Meanwhile, US President Donald Trump tweeted that Rochester was one of the cities that had had “bad nights,” while Mayor Lovely Warren praised activist leaders, police and community elders during a night of calm demonstration Sunday.
Prude, a 41-year-old black man, died after police found him running naked in a street on March 23, put a hood over his head to prevent him from spitting, then took him held down for about two minutes until he stops breathing. He died a week later after being removed from the life support system.
His brother, Joe Prude, had called 911 to ask for help with Daniel Prude’s unusual behavior. He had been taken to hospital for a mental health assessment earlier that night, but was released after a few hours, his brother told police.
His death sparked outrage after his relatives posted a police body camera video on Wednesday and wrote reports they obtained through a request for public records.
Seven police officers were suspended on Thursday and state attorney general Letitia James said on Saturday she would form a grand jury and conduct a “full investigation” into Prude’s death. Warren and Police Chief La’Ron Singletary have faced calls to resign due to the delay in releasing details of Prude’s death.
Police union officials said the police were undergoing training.
Protesters demanded police accountability and legislation to change the way authorities respond to mental health emergencies.
Free The People ROC issued a statement on Monday saying the marches will continue until Warren and Singletary resign, officers involved in Prude’s death are fired and prosecuted, and the Rochester Police Department is barred from responding to inquiries. mental health appeals and canceled funding.
Protesters gathered in a Rochester park on Monday night before marching to the city’s public safety building after dark, for a sixth consecutive night of protests.
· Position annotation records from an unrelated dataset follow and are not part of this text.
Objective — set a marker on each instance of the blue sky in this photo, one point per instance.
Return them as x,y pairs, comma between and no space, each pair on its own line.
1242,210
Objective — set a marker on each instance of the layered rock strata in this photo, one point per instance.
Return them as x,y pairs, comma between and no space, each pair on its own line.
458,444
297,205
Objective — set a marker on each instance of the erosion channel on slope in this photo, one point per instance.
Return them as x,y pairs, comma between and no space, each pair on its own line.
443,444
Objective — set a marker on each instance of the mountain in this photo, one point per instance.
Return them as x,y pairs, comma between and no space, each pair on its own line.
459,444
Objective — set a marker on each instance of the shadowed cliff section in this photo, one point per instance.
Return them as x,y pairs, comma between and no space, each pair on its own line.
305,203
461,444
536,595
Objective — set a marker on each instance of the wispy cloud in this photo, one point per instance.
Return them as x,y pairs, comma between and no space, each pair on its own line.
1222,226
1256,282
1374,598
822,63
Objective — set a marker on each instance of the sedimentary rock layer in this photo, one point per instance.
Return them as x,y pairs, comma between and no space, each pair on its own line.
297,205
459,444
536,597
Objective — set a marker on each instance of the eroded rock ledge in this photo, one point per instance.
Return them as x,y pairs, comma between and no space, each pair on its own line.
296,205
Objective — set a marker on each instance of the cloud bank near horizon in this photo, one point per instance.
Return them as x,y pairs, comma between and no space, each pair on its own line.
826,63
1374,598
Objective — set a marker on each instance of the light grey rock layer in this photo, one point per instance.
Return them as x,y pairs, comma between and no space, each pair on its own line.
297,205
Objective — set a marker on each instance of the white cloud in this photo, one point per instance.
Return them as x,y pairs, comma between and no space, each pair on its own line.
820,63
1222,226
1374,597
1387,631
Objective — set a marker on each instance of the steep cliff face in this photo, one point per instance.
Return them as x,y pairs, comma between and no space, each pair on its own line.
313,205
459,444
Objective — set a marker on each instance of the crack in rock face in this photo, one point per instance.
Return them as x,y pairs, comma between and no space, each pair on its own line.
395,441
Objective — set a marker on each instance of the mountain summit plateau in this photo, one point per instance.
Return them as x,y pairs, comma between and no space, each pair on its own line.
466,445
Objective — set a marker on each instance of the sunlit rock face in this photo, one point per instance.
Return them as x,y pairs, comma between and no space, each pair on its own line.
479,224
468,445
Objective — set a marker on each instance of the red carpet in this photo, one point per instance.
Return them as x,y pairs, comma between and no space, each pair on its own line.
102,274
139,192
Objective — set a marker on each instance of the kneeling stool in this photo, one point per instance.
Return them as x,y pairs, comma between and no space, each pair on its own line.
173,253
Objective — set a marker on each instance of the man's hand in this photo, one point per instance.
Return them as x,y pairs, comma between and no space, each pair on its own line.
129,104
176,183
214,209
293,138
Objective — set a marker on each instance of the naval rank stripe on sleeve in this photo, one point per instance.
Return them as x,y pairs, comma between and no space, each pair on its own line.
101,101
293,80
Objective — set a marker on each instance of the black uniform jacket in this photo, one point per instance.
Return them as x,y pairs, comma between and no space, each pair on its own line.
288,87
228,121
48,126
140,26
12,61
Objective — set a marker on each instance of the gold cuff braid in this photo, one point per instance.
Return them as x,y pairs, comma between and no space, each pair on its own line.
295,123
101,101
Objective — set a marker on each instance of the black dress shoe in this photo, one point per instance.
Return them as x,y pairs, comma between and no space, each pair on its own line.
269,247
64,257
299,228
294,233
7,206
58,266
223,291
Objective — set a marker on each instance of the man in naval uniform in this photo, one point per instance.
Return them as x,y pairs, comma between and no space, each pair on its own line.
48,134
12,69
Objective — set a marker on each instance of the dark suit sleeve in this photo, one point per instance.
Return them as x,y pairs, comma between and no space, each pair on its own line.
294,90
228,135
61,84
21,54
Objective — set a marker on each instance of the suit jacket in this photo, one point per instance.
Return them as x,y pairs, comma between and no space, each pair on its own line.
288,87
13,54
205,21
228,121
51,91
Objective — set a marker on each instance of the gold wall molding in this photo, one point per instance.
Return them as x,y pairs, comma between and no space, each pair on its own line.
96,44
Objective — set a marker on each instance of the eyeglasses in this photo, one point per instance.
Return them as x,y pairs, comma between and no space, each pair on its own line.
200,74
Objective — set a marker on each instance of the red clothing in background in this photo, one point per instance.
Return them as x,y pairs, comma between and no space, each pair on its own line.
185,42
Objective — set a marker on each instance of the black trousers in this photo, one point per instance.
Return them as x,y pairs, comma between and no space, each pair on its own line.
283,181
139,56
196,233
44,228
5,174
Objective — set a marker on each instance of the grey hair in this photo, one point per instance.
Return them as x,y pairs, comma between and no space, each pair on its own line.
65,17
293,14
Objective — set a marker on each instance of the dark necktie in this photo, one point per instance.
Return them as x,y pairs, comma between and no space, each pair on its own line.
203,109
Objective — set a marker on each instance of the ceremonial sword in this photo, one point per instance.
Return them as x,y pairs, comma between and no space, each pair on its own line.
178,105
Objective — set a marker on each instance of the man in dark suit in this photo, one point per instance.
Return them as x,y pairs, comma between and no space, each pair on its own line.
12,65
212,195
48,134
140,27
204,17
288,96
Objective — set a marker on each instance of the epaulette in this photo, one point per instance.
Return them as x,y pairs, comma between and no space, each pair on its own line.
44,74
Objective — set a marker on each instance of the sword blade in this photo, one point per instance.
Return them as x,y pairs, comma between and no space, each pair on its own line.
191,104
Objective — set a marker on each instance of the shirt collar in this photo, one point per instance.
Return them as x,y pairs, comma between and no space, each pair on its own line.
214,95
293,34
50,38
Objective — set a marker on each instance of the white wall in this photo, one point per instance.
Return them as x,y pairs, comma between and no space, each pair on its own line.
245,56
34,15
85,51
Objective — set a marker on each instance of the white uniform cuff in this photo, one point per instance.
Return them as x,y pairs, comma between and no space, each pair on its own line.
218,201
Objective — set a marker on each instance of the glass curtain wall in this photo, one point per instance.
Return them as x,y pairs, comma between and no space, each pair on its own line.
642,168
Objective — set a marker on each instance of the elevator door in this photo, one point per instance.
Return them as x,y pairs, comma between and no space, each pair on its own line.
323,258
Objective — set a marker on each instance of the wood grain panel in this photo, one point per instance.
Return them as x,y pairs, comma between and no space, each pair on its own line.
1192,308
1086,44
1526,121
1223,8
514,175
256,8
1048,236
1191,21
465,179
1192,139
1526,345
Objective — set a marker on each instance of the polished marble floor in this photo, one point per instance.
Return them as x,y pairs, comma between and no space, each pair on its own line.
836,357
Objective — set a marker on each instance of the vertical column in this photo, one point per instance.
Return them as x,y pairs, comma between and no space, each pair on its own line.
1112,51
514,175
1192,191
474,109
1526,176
Police lined up under the Frederick Douglass – Susan B. Anthony Memorial Bridge late that night and announced over a loudspeaker that the rally outside the building was ruled illegal and threatened that the refusal to leave could result in arrests.
The demonstration ended peacefully around 1 a.m., with the crowd voluntarily dispersing.
On Sunday, police said more than 1,000 protesters marched to the public security building on a more peaceful night than the others, with community elders acting as a buffer between officers and protesters. The police department said no arrests had been made.
“Last night the world saw the true spirit of Rochester,” Warren said in a statement, adding that she told the police department on Sunday “to adopt a smaller, more restrained posture.”
Trump, however, mentioned Rochester in a Monday morning tweet about the cities, he said that “all of them had had bad nights” and were “weakly run by radical left-Democratic governors and mayors!” ”
“Get the picture? Added the Republican president.
Protests before Sunday had escalated into clashes between police and protesters, with officers spraying the activists with chemical spray and firing what appeared to be pepperballs to drive them from barricades around the headquarters building. At times, fireworks were fired and a bus stop was set on fire.
Warren, a Democrat, urged people to ignore Trump’s comments, accusing him of trying “to make people act with hatred and incite violence which he says will benefit him politically.”
This summer, Trump has repeatedly portrayed Democratic mayors as weak leaders who have let their cities be overrun with violence and disorderly protests, posing as the president of “law and order” who will protect the country chaos.
Shootings, murders and other crimes have increased this summer in cities like New York, Chicago and Detroit, although crime remains lower overall than it has been in years past.
Trump has sought to link street violence to the protests. Criminal justice experts say spikes in crime cannot be easily explained in a year with historic unemployment and a pandemic that has killed more than 180,000 people.